News & Views item - May 2006

 

 

ANU Vice-Chancellor Declares RQF Flawed Beyond Resuscitation. (May 5, 2006)

   

ANU Vice-Chancellor Ian Chubb

    At a recent postgraduate research conference in Glenelg, South Australia, the Australian National University's Vice-Chancellor, Ian Chubb told delegates the federal Government's proposed research quality framework (RQF) is so flawed it cannot be relied on to prudently redistribute resources away from universities with poor research performance.

 

Nevertheless, The Australian reports that Professor Chubb warned that Australia must move quickly to address research quality or risk becoming a backwater.

 

In an interview with The Australian he said, "We can't simply keep rearranging the deckchairs when the iceberg looms ahead; funding should flow to where the quality is found." He questioned whether universities should be funded at the same rate for each place and discipline whether or not they conducted research in the discipline, saying, "The levelling out that follows, the lack of serious questioning of educational and research standards, the extra cost burden imposed by research success, all compromise Australia's capacity to prepare for the uncertainties of the future."

 

And he told delegates at the conference, "We have to change course," but made it clear than he seriously questioned whether the RQF as it stood could effect such a change and certainly not without additional funding.

 

As reported by The Australian "Professor Chubb said the RQF, properly designed, could redirect money and student places to the most active research universities. This would undo that part of the Dawkins reforms that led to funds being clawed away from the pre-Dawkins universities to fund research in the new universities. 'So there is a lot at stake: for universities, for future HDR [higher degree by research] students, for the Government and, ultimately, for Australia.'"

 

Unfortunately left unanswered are the steps that need to be followed to transform the Australian tertiary educational/research sector into a high performance "organism".

 

Just for arguments sake, below are six point with which to open:

  1. Decide what are the appropriate number of research universities the nation should support as public institutions and where they should be located. For Australia perhaps it's 15 perhaps 20, but it's not 38 nor is it 8.

  2. There is a basic block grant support needed which should be progressively downsized as the overhead percentage for research grants is increased so as to meet the real costs defrayed by institutions supporting and administrating research grantees - If the government insists on short changing the system the way it's been doing, no matter how matters are manipulate, our research universities will remain under achieving. The block grant allows the university to have discretionary powers in assisting staff with, for example, funding for new promising research but whose proposers as yet have little in the way of a track record.

  3. Provide an outstanding peer review system which usefully seeks reviewers beyond the nation's borders.

  4. Awarding research funding on the basis of peer review and allowing for useful overhead percentages is essential.

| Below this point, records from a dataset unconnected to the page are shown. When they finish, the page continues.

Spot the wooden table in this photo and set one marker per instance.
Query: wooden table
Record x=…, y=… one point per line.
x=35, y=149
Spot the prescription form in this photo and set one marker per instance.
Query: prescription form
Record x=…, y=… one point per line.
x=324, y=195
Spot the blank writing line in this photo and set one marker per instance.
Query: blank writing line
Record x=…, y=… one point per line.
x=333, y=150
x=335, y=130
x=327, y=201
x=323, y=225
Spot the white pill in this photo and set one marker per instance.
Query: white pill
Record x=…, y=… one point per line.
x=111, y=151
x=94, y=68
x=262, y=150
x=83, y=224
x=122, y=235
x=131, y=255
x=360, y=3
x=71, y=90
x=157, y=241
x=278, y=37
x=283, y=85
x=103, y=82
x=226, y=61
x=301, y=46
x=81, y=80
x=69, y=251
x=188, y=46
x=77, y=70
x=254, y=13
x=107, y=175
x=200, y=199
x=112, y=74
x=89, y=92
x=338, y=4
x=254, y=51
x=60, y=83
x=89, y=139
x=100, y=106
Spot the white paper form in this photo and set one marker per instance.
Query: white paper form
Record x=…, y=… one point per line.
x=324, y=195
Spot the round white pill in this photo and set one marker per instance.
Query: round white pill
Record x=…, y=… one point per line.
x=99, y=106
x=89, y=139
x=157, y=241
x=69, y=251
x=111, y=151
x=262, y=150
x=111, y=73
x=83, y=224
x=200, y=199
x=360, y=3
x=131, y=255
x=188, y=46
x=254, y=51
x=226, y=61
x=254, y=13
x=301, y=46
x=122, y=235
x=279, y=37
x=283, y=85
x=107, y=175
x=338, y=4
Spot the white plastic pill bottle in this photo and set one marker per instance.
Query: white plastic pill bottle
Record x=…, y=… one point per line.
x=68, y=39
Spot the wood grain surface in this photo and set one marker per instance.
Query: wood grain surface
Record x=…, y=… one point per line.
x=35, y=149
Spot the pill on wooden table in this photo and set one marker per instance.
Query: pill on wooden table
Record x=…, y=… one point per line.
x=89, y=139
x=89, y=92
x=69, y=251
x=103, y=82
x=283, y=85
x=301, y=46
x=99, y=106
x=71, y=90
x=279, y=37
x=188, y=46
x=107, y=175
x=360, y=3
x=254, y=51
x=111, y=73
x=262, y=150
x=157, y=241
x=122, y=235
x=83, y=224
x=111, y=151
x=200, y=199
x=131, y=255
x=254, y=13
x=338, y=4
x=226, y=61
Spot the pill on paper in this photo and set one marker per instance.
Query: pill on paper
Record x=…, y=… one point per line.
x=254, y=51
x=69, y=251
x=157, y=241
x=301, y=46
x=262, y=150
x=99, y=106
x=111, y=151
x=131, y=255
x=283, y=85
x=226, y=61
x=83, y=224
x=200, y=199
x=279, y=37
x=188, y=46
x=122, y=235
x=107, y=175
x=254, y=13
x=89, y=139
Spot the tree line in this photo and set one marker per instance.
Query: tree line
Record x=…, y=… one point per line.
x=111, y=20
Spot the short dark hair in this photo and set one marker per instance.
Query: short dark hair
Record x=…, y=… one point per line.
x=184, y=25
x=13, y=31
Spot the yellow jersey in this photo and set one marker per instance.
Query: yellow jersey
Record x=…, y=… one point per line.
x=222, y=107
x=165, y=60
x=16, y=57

Stop being obsessed with top-down research prioritisation.

  5. Encourage collaboration's within and between institutions without press ganging.

  6. When it comes to major capital equipment, funding for its provision should be determined principally on a case by case basis on what are the best arguments made based on the quality of the research proposed and the ability of those proposing it to carry it out - and not on the basis of what the Federal Cabinet has decided are research priorities.

There's more but it's a beginning position.

 

Handing funding to the Group of Eight per se just because it is the Go8 is asking for trouble.  Spreading insufficient resources to keep the natives from getting too restless is an alternative stupidity.